Sonia modules in a Python scriptΒΆ
In order to incorporate the core algorithm into an analysis pipeline (or to write your own script wrappers) all that is needed is to import the modules. Each module defines some classes that only a few methods get called on.
The modules are:
Module name | Classes |
---|---|
evaluate_model.py | EvaluateModel |
sequence_generation.py | SequenceGeneration |
plotting.py. | Plotter |
sonia_leftpos_rightpos.py | SoniaLeftposRightpos |
sonia_length_pos.py | SoniaLengthPos |
sonia_vjl.py | SoniaVJL |
sonia.py | Sonia |
utils.py | N/A (contains util functions) |
The classes with methods that are of interest will be EvaluateModel (to evaluate seqs) and SequenceGeneration (to generate seqs), SoniaLeftposRightpos or SoniaLengthPos (to initialise and infer the models) and Plotter (to plot results).
You can find some examples in the examples folder. We demonstrate here some basic usage. Data and gen files are included in the GitHub repository to demonstrate usage, however we recommend to expand both data and generated files for an accurate inference.
import os
import sonia
from sonia.sonia_leftpos_rightpos import SoniaLeftposRightpos
from sonia.plotting import Plotter
from sonia.evaluate_model import EvaluateModel
from sonia.sequence_generation import SequenceGeneration
work_folder = 'examples/' # where data files are and output folder should be
data_file = work_folder + 'data_seqs.txt' # file with data sequences
gen_file = work_folder + 'gen_seqs.txt' # file with generated sequences if not generated internally
output_folder = work_folder + 'selection/' # location to save model
# load lists of sequences with gene specification
with open(data_file) as f: # this assume data sequences are in semi-colon separated text file, with gene specification
data_seqs = [x.strip().split(';') for x in f]
gen_seqs = []
with open(gen_file) as f: # this assume generated sequences are in semi-colon separated text file, with gene specification
gen_seqs = [x.strip().split(';') for x in f]
# creates the model object, load up sequences and set the features to learn
qm = SoniaLeftposRightpos(data_seqs=data_seqs, gen_seqs=gen_seqs)
# infer model
qm.infer_selection()
# plot results
pl=Plotter(qm)
pl.plot_model_learning('model_learning.png')
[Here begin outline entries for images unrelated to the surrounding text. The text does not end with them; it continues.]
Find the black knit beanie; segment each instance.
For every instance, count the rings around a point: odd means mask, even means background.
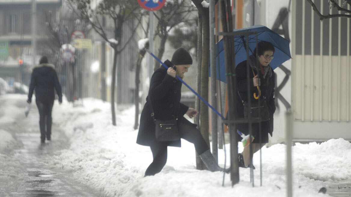
[[[171,61],[174,65],[186,65],[193,64],[193,59],[186,50],[183,47],[177,49],[173,54]]]

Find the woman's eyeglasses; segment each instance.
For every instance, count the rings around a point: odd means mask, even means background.
[[[271,60],[273,60],[273,58],[274,58],[274,56],[273,56],[273,55],[270,56],[269,55],[263,55],[263,57],[266,60],[268,60],[268,59],[270,59]]]

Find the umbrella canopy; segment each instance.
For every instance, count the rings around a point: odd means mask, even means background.
[[[289,47],[290,42],[266,27],[256,25],[246,28],[234,29],[233,32],[243,33],[254,31],[257,32],[257,42],[266,41],[271,42],[274,46],[275,49],[274,58],[270,63],[271,67],[273,69],[291,58]],[[234,36],[236,67],[240,62],[246,60],[246,49],[244,45],[246,40],[245,35]],[[256,35],[248,36],[248,41],[249,55],[251,55],[256,48]],[[225,65],[223,39],[216,44],[216,64],[217,67],[217,79],[225,82]]]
pl.plot_vjl('marginals.png')
pl.plot_logQ('log_Q.png')
# save the model
if not os.path.isdir(output_folder):
os.mkdir(output_folder)
qm.save_model(output_folder + 'SONIA_model_example')
# load default model (human TRA)
model_dir=os.path.join(os.path.dirname(sonia.sonia_leftpos_rightpos.__file__),'default_models','human_T_alpha')
qm=SoniaLeftposRightpos(load_dir=model_dir,chain_type='human_T_alpha')
# load evaluation and generation classes
ev=EvaluateModel(sonia_model=qm)
sq=SequenceGeneration(sonia_model=qm)
# generate seqs pre
seqs_pre=sq.generate_sequences_pre(10)
# generate seqs post
seqs_post = sq.generate_sequences_post(10)
print(seqs_post)
# evaluate Q, pgen and ppost of sequences
# NB: data has to be in format: list(array((n_seqs,3 or more))). Check output of generate_sequences_post method for an example (4th column is not used in the evaluate_seqs method).
qs,pgens,pposts= ev.evaluate_seqs(seqs_post)
print(pgens,pposts,qs)
Additional documentation of the modules is found in their docstrings (accessible either through pydoc or using help() within the python interpreter).